Hitbox Configuration, Event Touch, Mobile Controls and Camera Follow

RPGJS Studio adds precise hitbox settings, event-to-event touch workflows, better mobile controls, and a camera follow block for cleaner gameplay scenes.

#rpgjs #events #mobile #hitbox #camera #game-development

Hitbox Configuration, Event Touch, Mobile Controls and Camera Follow

This update focuses on what players feel immediately: collisions that match the sprite, events that can react to each other, controls that work better on mobile, and camera movement that can be directed from the event system.

These changes are small on the surface, but they remove a lot of custom scripting from common RPG situations: traps, enemies, moving objects, cutscenes, and mobile-friendly playtests.

Configure Hitboxes More Precisely

Events and the player can now use custom hitbox dimensions instead of always relying on the default 32 x 32 collision area.

For events, the hitbox is configured per event page. This means the same event can change its collision size depending on its current state. A closed gate, an opened gate, a large boss, or a small collectible can each have a collision shape that fits the active page.

The editor keeps the workflow visual:

  • enable the custom hitbox;
  • adjust its width and height in RPGJS pixels;
  • check the preview directly over the selected sprite;
  • save the event page.

At runtime, Studio applies the value to RPGJS with setHitbox(width, height). When no custom value is set, the default RPGJS hitbox is kept.

There is also a Set Hitbox event block. Use it when the hitbox must change during a workflow, for example when an object expands, an enemy enters a different phase, or the player temporarily needs a smaller collision area.

Event Touch Workflows

Touch triggers are now more expressive. Studio can distinguish between:

  • Player touch: the player touches an event.
  • Event touch: an event touches another event.

This opens the door to gameplay that was previously awkward to model without custom code. A moving enemy can trigger contact logic, a projectile-like event can react when it reaches a target, or a moving obstacle can activate another event when they collide.
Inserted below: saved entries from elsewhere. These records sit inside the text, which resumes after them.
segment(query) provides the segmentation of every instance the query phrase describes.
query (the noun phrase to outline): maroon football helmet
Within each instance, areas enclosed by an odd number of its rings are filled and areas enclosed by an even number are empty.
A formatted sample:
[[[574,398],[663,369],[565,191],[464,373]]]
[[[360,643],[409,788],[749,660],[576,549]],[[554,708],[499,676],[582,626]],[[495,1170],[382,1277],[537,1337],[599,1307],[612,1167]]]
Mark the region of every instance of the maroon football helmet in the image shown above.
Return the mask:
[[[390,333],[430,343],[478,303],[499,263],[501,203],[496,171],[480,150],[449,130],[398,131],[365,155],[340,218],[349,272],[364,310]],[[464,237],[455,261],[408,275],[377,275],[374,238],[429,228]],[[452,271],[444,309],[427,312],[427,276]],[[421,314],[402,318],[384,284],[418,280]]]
Internally, both cases use the onTouch trigger. Studio stores the touch target so the runtime knows whether the workflow is started by player contact or by event-to-event contact.

Better Mobile Support

Mobile play is now easier to test and share. The RPGJS client is configured with mobile support, so games can display mobile controls such as the joystick and action button when played on touch devices.

This matters for Studio projects because mobile support is not only about movement. It affects how fast you can validate the complete gameplay loop:

  • walk around with a joystick;
  • trigger actions with a touch button;
  • test touch-based events on a phone or tablet;
  • verify that collisions and camera behavior still feel right on a small screen.

Combined with the new hitbox tools, mobile testing becomes more reliable: the control surface, collision area, and event triggers can be tuned together.

Camera Follow Block

The new Camera Follow block gives event workflows direct control over what the camera follows.

The target can be:

  • the player;
  • the current event;
  • another event on the map.

This is useful for cutscenes and guided moments. You can briefly follow an NPC, reveal a moving object, show where a door opened, then return the camera to the player.

The block also supports smooth movement options, including duration and easing. For quick transitions, the camera can switch instantly. For cinematic moments, it can move smoothly toward the target.

Why These Features Work Well Together

Each feature solves a different part of the same problem: making gameplay behavior match what the player sees.

Hitbox configuration makes collisions more accurate. Event touch lets moving entities react to each other. Mobile controls make those interactions testable on touch devices. Camera follow lets the event system guide attention when the scene needs it.

Together, they make RPGJS Studio projects easier to prototype, easier to test, and easier to polish without leaving the editor.